Israeli researchers are claiming that president of the Palestinian Authority Mahmoud Abbas was once a Soviet spy.
Researchers at the Hebrew University’s The Truman Institute say they uncovered a document showing that Palestinian Authority president Mahmoud Abbas was a Soviet spy during the Cold War.
The document was allegedly smuggled out of the Soviet Union in the 1980’s by a former KGB archivist who’d become disillusioned with Soviet repression, according to a New York Times story published yesterday.
The document, which names Abbas as having been a “mole” cultivated by the KGB in 1983 in Damascus, Syria, was handed over to British intelligence agents over 20 years ago, and now lives in an archive in the United Kingdom, where the Hebrew University researchers located it and sent it to Israel’s Channel 1. The channel broadcast a report on the document last night.
Document says Abbas's KGB code name was "mole," which just seems a bit too cliche. Why not just code name him "spy"? https://t.co/rteHwqrH3O
— Joshua Davidovich (@JMDavido) September 7, 2016
Mohammed al-Madani, a member of the Fatah's central committee told the left-wing Israeli newspaper Haaretz that the report was merely an effort to discredit Abbas. “This is another attempt to slander him,” al-Madani said.
Twitter users poked fun at the fact that Abbas’s code name was allegedly “mole.” “They couldn't have called him something subtle like SpyDude?” one user asked.
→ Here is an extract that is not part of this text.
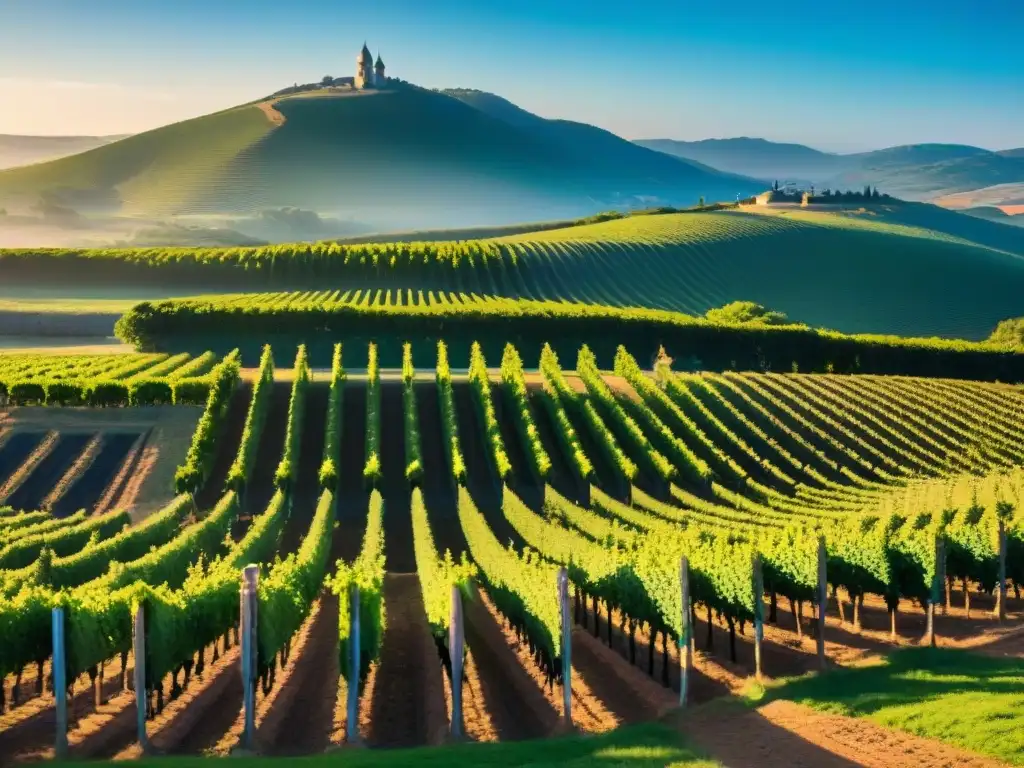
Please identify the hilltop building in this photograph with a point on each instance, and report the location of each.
(369, 74)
The Truman Institute—the Israeli think tank that dug up the document—says on its website that it’s devoted to “advancing peace” in the Middle East. But one of the researchers involved in publicizing the document told The New York Times that he’d publicized the document because he opposes the recent Russian efforts to broker a peace deal between Israel and the Palestinian leadership.